Le lieutenant, décontracté, roulait un coude à la portière, mais en serrant fortement le volant. A l’endroit prévu par Kovask, il freina de tout son poids, se dressant même sur son siège pour donner plus de force à son pied. Il passa la marche arrière en faisant craquer les pignons, recula la tête à la portière tandis que son ami mettait en route la benne.
— Tu freineras pile de nouveau et ils recevront tout sur la gueule. Je te dirai.
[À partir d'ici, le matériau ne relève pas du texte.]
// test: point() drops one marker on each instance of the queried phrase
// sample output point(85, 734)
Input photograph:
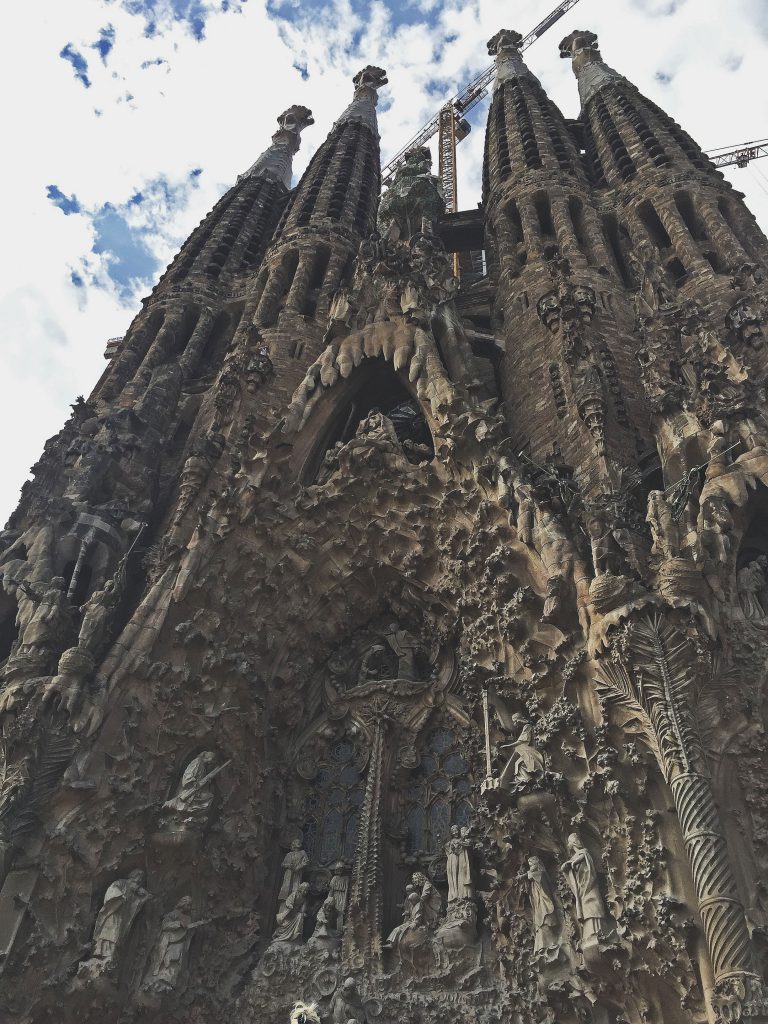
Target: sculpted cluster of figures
point(183, 814)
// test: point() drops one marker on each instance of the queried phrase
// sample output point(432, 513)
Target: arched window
point(437, 796)
point(332, 808)
point(380, 390)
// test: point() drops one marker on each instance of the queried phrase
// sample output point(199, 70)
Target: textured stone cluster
point(379, 645)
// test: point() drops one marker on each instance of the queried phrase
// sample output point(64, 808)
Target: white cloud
point(212, 104)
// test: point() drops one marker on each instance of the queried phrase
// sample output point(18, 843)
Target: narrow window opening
point(544, 213)
point(653, 225)
point(613, 240)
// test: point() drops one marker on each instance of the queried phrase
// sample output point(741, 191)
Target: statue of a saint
point(664, 529)
point(121, 905)
point(50, 622)
point(413, 916)
point(406, 647)
point(96, 613)
point(192, 805)
point(290, 922)
point(525, 763)
point(340, 892)
point(169, 957)
point(753, 581)
point(458, 865)
point(325, 925)
point(548, 922)
point(293, 867)
point(581, 875)
point(347, 1004)
point(429, 898)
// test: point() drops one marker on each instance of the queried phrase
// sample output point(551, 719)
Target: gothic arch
point(373, 385)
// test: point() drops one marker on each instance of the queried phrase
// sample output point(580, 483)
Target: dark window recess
point(544, 213)
point(332, 807)
point(438, 794)
point(691, 219)
point(524, 125)
point(677, 271)
point(612, 235)
point(315, 282)
point(382, 391)
point(653, 225)
point(715, 262)
point(734, 218)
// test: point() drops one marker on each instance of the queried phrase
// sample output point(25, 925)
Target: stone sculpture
point(189, 808)
point(122, 903)
point(753, 588)
point(581, 873)
point(525, 764)
point(169, 957)
point(293, 869)
point(293, 910)
point(459, 867)
point(548, 922)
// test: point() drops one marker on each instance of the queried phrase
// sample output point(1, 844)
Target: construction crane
point(451, 123)
point(738, 156)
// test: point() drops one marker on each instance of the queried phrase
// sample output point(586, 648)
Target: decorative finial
point(276, 161)
point(296, 119)
point(582, 44)
point(370, 78)
point(505, 40)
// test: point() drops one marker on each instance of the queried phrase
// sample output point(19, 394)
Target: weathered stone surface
point(386, 647)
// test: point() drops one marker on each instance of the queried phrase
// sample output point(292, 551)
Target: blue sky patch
point(67, 204)
point(79, 64)
point(193, 13)
point(104, 42)
point(129, 257)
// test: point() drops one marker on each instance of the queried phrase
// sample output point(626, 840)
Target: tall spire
point(505, 46)
point(276, 161)
point(363, 109)
point(591, 71)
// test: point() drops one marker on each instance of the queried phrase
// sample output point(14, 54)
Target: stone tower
point(380, 646)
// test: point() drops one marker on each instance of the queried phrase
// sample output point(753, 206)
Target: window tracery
point(332, 806)
point(437, 796)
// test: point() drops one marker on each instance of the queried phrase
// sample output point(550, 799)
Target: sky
point(125, 120)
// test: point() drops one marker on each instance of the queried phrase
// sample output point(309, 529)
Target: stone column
point(197, 343)
point(300, 284)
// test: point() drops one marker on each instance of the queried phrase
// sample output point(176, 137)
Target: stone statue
point(325, 925)
point(753, 581)
point(376, 664)
point(188, 810)
point(548, 921)
point(607, 554)
point(665, 530)
point(404, 647)
point(170, 953)
point(654, 292)
point(458, 864)
point(413, 916)
point(430, 899)
point(525, 763)
point(50, 622)
point(347, 1004)
point(290, 922)
point(97, 612)
point(121, 905)
point(581, 875)
point(293, 867)
point(340, 892)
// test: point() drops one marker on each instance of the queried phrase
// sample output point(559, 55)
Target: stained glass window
point(332, 807)
point(438, 794)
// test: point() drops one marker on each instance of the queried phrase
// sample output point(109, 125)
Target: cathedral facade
point(380, 644)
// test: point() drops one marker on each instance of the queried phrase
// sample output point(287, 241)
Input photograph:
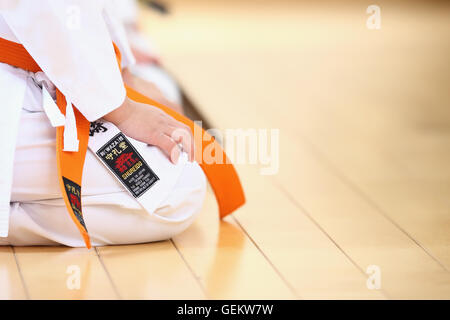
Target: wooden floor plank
point(11, 286)
point(355, 109)
point(52, 273)
point(150, 271)
point(304, 254)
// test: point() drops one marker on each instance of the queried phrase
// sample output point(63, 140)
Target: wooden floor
point(364, 175)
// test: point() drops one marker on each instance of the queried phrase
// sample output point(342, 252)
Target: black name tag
point(128, 165)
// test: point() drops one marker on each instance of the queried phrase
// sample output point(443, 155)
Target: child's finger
point(183, 136)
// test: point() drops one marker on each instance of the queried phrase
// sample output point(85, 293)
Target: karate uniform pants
point(38, 215)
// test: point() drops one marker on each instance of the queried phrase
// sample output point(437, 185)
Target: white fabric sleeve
point(70, 42)
point(118, 34)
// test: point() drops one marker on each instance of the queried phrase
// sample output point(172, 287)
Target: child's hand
point(151, 125)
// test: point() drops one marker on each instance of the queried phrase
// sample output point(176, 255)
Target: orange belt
point(221, 175)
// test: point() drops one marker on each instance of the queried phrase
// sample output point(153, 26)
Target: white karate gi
point(81, 62)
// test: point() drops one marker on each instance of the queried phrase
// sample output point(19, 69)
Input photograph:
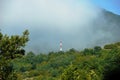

Quelqu’un tira une longue rafale de mitraillette, mais sans résultat. Avant qu’ils puissent déplacer le F.M., le G.M.C. déverserait ses cinq tonnes de terre sur eux.
— Continue. Lorsque tu m’entendras, tu arrêteras net, dit Kovask en sautant en marche, pistolet au poing.
Une silhouette se dressait, celle d’un homme barbu qui ouvrait des yeux comme des soucoupes. Kovask tira au-dessus de sa tête et il s’aplatit au sol.
Arrivé au bord de la route, il découvrit les deux autres en train de transporter le F.M.